Funny seeing this here now, as I _just_ finished archiving an old MyBB PHP forum. Though I used `wget` and it took 2 weeks and 260GB of uncompressed disk space (12GB compressed with zstd), and the process was not interruptible and I had to start over each time my hard drive got full. Maybe I should have given HTTrack a shot to see how it compares.
Also, if anyone has experience archiving similar websites with HTTrack and maybe know how it compares to wget for my use case, I'd love to hear about it!
I've tried both in order to archive EOL websites and I've had better luck with wget, it seems to recognize more links/resources and do a better job so it was probably not a bad choice.
> it took 2 weeks and 260GB of uncompressed disk space
Is most of that data because of there being like a zillion different views and sortings of the same posts? That’s been the main difficulty for me when wanting to crawl some sites. There’s like an infinite number of permutations of URLs with different parameters because every page has a bunch of different link with auto-generated URL parameters for various things, that results in often retrieving the same data over and over and over again throughout an attempted crawl. And sometimes URL parameters are needed and sometimes not so it’s not like you can just strip all URL parameters either.

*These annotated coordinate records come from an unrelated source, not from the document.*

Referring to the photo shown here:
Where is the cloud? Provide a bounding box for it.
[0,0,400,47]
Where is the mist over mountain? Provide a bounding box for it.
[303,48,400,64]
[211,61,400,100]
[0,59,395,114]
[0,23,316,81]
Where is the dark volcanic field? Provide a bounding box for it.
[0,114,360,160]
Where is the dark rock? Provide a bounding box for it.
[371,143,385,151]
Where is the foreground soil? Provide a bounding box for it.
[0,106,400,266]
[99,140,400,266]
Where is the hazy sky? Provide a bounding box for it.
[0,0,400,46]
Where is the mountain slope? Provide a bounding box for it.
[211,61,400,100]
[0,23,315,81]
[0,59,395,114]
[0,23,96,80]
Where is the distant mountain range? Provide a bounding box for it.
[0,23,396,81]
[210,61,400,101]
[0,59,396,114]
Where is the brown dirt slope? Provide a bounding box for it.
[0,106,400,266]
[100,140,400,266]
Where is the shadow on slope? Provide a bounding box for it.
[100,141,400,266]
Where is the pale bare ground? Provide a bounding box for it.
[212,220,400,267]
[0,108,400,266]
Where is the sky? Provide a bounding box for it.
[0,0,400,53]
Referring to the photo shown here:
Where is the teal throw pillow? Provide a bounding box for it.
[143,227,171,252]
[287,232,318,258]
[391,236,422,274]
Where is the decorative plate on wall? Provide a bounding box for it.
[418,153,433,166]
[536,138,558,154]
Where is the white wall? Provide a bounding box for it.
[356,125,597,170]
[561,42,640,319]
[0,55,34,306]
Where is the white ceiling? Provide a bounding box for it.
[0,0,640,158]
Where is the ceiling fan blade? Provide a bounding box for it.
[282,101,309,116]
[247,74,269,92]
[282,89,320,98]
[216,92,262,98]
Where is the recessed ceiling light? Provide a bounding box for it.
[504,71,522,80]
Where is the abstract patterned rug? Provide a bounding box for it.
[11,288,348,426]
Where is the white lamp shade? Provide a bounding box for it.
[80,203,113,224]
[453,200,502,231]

So then you start adding things to your crawler like, starting with shortest URLs first, and then maybe you make it so whenever you pick the next URL to visit it will take one that is most different from what you’ve seen so far. And after that you start adding super specific rules for different paths of a specific site.
Is there a friendly way to do this? I'd feel bad burning through hundreds of gigabytes of bandwidth for a non-corporate site. Would a database snapshot be as useful?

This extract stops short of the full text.